At this point, the database is gemini-compatible though some of the columns are named differently. For rare disease research, a useful query is:

gemini auto_rec \
    --filter "max_aaf_all < 0.005 AND impact_severity != 'LOW'" \
	--columns "chrom,start,end,gene,impact,impact_severity,clinvar_pathogenic,clinvar_disease    _name" \


The new loader can load about 1350 variants / second on a single-core. This means it can load an exome trio with 20K variants in about 15 seconds.

I ran a test load on a dataset we have with 16.4 million variants in 78 samples. It loads with a single core in about 3 hours and the database is half the size of the one currently produced by gemini (that took much longer with multiple CPUs to load).

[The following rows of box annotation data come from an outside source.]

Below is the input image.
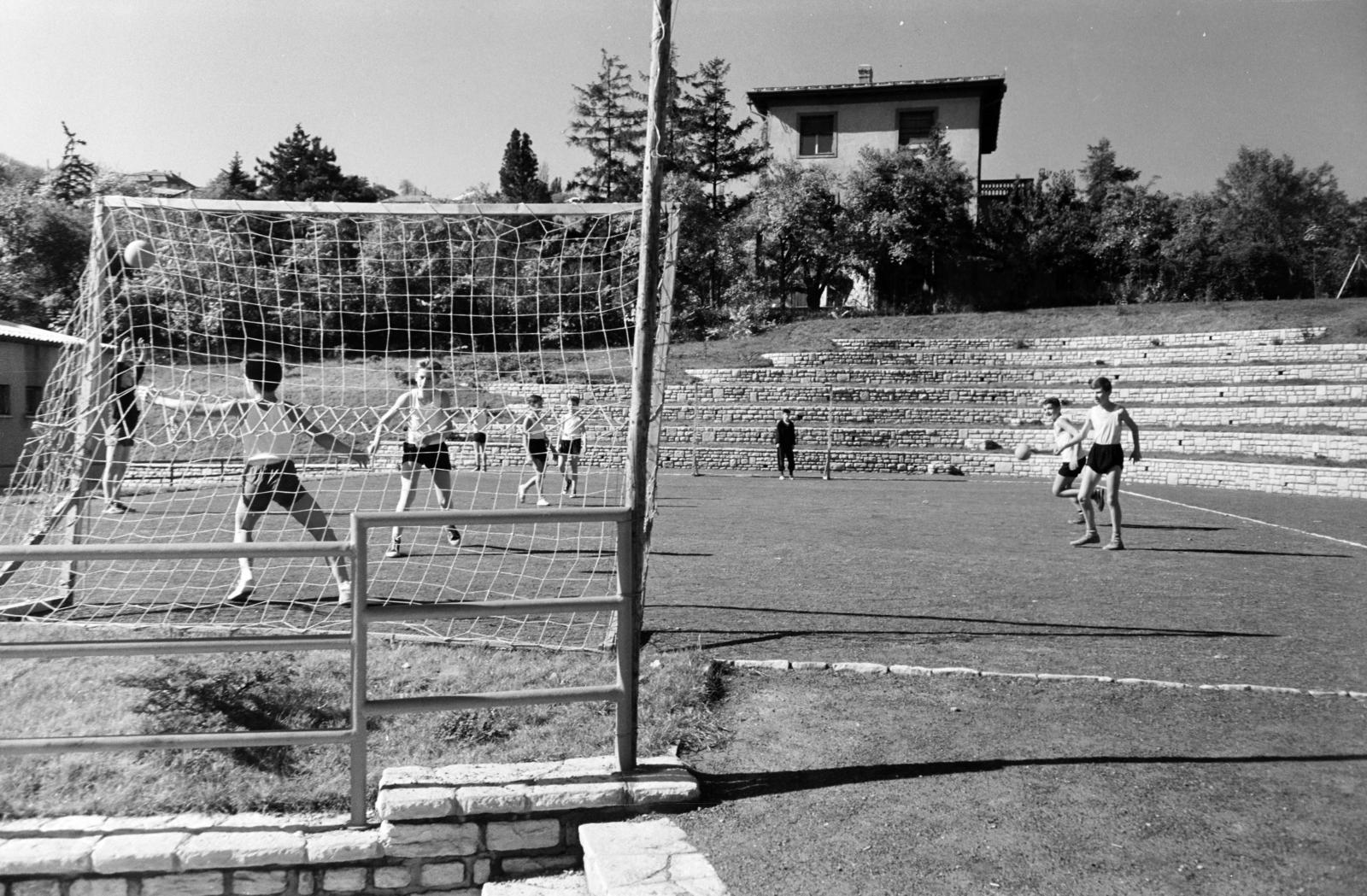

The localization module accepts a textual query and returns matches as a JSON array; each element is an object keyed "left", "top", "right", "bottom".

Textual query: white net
[{"left": 0, "top": 196, "right": 672, "bottom": 649}]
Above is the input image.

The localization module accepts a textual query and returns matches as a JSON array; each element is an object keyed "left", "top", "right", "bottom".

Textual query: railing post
[
  {"left": 617, "top": 519, "right": 641, "bottom": 775},
  {"left": 349, "top": 513, "right": 369, "bottom": 828}
]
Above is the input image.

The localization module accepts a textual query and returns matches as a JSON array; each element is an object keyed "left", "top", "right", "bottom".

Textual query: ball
[{"left": 123, "top": 239, "right": 157, "bottom": 269}]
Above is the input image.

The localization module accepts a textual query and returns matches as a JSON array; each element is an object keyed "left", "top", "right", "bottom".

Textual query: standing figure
[
  {"left": 1041, "top": 397, "right": 1106, "bottom": 526},
  {"left": 774, "top": 407, "right": 797, "bottom": 479},
  {"left": 517, "top": 395, "right": 555, "bottom": 507},
  {"left": 1054, "top": 377, "right": 1140, "bottom": 550},
  {"left": 100, "top": 339, "right": 148, "bottom": 513},
  {"left": 148, "top": 354, "right": 369, "bottom": 604},
  {"left": 371, "top": 358, "right": 461, "bottom": 559},
  {"left": 556, "top": 395, "right": 590, "bottom": 497}
]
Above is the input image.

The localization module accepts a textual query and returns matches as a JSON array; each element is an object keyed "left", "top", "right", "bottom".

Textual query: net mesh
[{"left": 0, "top": 196, "right": 672, "bottom": 649}]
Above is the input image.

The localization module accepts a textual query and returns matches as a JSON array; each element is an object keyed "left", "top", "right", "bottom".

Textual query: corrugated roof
[{"left": 0, "top": 321, "right": 84, "bottom": 346}]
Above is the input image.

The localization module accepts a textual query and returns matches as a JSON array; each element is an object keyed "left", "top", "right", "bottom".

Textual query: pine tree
[
  {"left": 567, "top": 50, "right": 645, "bottom": 202},
  {"left": 674, "top": 59, "right": 766, "bottom": 214},
  {"left": 43, "top": 121, "right": 96, "bottom": 205},
  {"left": 499, "top": 128, "right": 551, "bottom": 202},
  {"left": 257, "top": 125, "right": 376, "bottom": 202}
]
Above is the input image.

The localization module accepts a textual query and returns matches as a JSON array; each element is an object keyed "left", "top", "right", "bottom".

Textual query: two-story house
[{"left": 745, "top": 66, "right": 1006, "bottom": 197}]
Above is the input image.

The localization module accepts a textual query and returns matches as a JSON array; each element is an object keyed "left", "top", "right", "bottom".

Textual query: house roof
[
  {"left": 745, "top": 75, "right": 1006, "bottom": 155},
  {"left": 0, "top": 321, "right": 85, "bottom": 346}
]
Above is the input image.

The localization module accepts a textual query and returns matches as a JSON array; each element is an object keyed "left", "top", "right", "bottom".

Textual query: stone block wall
[{"left": 0, "top": 757, "right": 699, "bottom": 896}]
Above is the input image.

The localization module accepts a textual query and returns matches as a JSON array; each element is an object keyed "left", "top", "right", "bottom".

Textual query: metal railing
[{"left": 0, "top": 507, "right": 638, "bottom": 826}]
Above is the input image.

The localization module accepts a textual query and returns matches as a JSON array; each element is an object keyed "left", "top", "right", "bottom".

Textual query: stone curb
[{"left": 713, "top": 659, "right": 1367, "bottom": 700}]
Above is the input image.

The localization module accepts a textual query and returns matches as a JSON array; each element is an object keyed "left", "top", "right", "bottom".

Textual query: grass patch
[{"left": 0, "top": 624, "right": 725, "bottom": 818}]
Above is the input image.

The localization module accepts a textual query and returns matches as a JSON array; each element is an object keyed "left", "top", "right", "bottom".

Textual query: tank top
[
  {"left": 242, "top": 401, "right": 298, "bottom": 463},
  {"left": 1087, "top": 404, "right": 1125, "bottom": 445},
  {"left": 408, "top": 389, "right": 449, "bottom": 445}
]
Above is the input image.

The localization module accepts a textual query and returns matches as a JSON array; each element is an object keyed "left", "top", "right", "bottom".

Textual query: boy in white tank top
[
  {"left": 146, "top": 354, "right": 369, "bottom": 604},
  {"left": 1054, "top": 377, "right": 1140, "bottom": 550}
]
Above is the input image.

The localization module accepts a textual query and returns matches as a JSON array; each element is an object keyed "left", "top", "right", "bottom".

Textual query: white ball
[{"left": 123, "top": 239, "right": 157, "bottom": 267}]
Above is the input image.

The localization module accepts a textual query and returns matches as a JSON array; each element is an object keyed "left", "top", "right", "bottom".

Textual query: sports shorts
[
  {"left": 1087, "top": 445, "right": 1125, "bottom": 472},
  {"left": 242, "top": 460, "right": 308, "bottom": 513},
  {"left": 403, "top": 442, "right": 451, "bottom": 470}
]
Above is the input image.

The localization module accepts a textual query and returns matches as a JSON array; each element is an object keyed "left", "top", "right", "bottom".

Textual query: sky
[{"left": 0, "top": 0, "right": 1367, "bottom": 199}]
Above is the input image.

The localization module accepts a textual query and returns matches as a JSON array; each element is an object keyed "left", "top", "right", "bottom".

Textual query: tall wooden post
[{"left": 617, "top": 0, "right": 672, "bottom": 771}]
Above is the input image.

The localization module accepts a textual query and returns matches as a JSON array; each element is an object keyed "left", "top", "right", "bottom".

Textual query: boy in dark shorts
[
  {"left": 1054, "top": 377, "right": 1140, "bottom": 550},
  {"left": 148, "top": 354, "right": 369, "bottom": 604}
]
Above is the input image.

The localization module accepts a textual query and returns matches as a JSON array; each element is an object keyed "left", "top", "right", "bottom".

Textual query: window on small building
[
  {"left": 797, "top": 114, "right": 836, "bottom": 155},
  {"left": 897, "top": 109, "right": 935, "bottom": 146}
]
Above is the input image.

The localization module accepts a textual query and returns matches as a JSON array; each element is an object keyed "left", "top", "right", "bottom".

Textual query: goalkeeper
[{"left": 146, "top": 354, "right": 369, "bottom": 604}]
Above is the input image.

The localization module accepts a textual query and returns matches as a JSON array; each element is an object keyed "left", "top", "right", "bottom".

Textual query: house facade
[
  {"left": 0, "top": 321, "right": 80, "bottom": 486},
  {"left": 745, "top": 66, "right": 1006, "bottom": 196}
]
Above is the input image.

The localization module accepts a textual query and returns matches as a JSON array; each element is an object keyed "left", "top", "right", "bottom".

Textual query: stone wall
[{"left": 0, "top": 757, "right": 699, "bottom": 896}]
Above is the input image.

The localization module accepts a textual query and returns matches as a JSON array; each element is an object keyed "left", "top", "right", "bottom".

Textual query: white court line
[{"left": 1121, "top": 490, "right": 1367, "bottom": 550}]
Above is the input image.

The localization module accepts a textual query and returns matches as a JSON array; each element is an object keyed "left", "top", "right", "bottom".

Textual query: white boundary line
[
  {"left": 713, "top": 659, "right": 1367, "bottom": 700},
  {"left": 1121, "top": 489, "right": 1367, "bottom": 550}
]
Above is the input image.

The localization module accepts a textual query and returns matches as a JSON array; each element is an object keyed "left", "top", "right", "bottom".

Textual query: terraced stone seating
[{"left": 660, "top": 328, "right": 1367, "bottom": 497}]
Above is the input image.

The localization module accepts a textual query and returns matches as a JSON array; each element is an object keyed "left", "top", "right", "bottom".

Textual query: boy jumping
[{"left": 148, "top": 354, "right": 369, "bottom": 604}]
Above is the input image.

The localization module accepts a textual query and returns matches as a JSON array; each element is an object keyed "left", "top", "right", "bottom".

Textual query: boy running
[
  {"left": 1054, "top": 377, "right": 1140, "bottom": 550},
  {"left": 1039, "top": 397, "right": 1106, "bottom": 524},
  {"left": 148, "top": 354, "right": 369, "bottom": 604}
]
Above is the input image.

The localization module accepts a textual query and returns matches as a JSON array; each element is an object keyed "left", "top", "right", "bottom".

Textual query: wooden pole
[{"left": 617, "top": 0, "right": 672, "bottom": 771}]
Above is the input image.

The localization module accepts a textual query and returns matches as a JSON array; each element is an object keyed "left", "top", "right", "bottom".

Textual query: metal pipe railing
[{"left": 0, "top": 507, "right": 638, "bottom": 826}]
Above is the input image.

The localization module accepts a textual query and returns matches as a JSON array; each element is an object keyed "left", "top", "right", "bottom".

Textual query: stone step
[
  {"left": 831, "top": 326, "right": 1328, "bottom": 351},
  {"left": 685, "top": 363, "right": 1367, "bottom": 389},
  {"left": 760, "top": 343, "right": 1367, "bottom": 367}
]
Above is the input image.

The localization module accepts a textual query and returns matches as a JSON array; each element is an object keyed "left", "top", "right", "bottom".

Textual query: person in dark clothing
[{"left": 774, "top": 407, "right": 797, "bottom": 479}]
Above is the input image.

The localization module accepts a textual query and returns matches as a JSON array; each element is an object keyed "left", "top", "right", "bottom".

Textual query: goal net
[{"left": 0, "top": 196, "right": 674, "bottom": 649}]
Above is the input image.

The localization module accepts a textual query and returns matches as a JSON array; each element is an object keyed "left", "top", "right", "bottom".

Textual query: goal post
[{"left": 0, "top": 196, "right": 677, "bottom": 649}]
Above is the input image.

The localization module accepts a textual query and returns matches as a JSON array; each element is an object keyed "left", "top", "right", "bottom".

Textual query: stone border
[{"left": 713, "top": 659, "right": 1367, "bottom": 700}]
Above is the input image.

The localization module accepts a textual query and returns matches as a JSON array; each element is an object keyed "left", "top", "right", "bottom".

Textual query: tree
[
  {"left": 748, "top": 161, "right": 842, "bottom": 306},
  {"left": 499, "top": 128, "right": 551, "bottom": 202},
  {"left": 842, "top": 128, "right": 973, "bottom": 307},
  {"left": 43, "top": 121, "right": 97, "bottom": 205},
  {"left": 672, "top": 59, "right": 766, "bottom": 213},
  {"left": 566, "top": 50, "right": 645, "bottom": 202},
  {"left": 257, "top": 125, "right": 376, "bottom": 202},
  {"left": 202, "top": 153, "right": 260, "bottom": 199}
]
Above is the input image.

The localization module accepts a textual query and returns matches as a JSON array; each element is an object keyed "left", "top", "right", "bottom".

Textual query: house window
[
  {"left": 797, "top": 114, "right": 836, "bottom": 155},
  {"left": 897, "top": 109, "right": 935, "bottom": 146}
]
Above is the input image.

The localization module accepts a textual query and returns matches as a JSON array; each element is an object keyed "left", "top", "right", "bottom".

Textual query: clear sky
[{"left": 0, "top": 0, "right": 1367, "bottom": 199}]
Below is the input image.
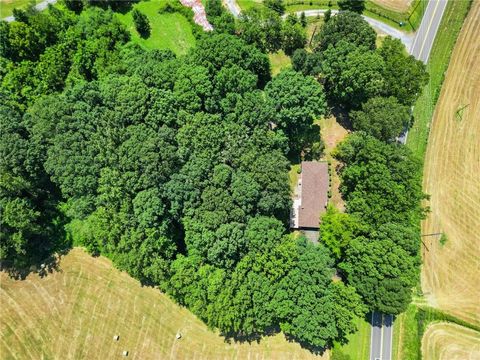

The querying is also dramatically faster because of the new genotype storage format used by the new loader and supported in gemini master branch. Running de novo for a single trio out of the family of the 78 runs in 10 seconds on the new database vs 47 seconds before. This is a worst-case scenario for gemini and we’ll have further improvements here soon.

These will also translate to more modest improvements in query speed for small databases with a few samples.


Note that while we have used human and current gemini annotations as an example, this will work for any diploid organism provided that:

  • It can be annotated with VEP or snpEff
  • There are useful annotations available to apply with vcfanno

We are very eager to get feedback about this workflow for other species and genome builds (e.g., GRCh38). In a future post, we will demonstrate:

  • How to use the new compression scheme we are working on for gemini
  • How to store sample genotypes, depths, in their own tables to allow custom querying by genotype in SQL syntax.
  • A new system for reproducible, community-curated, genomics data management.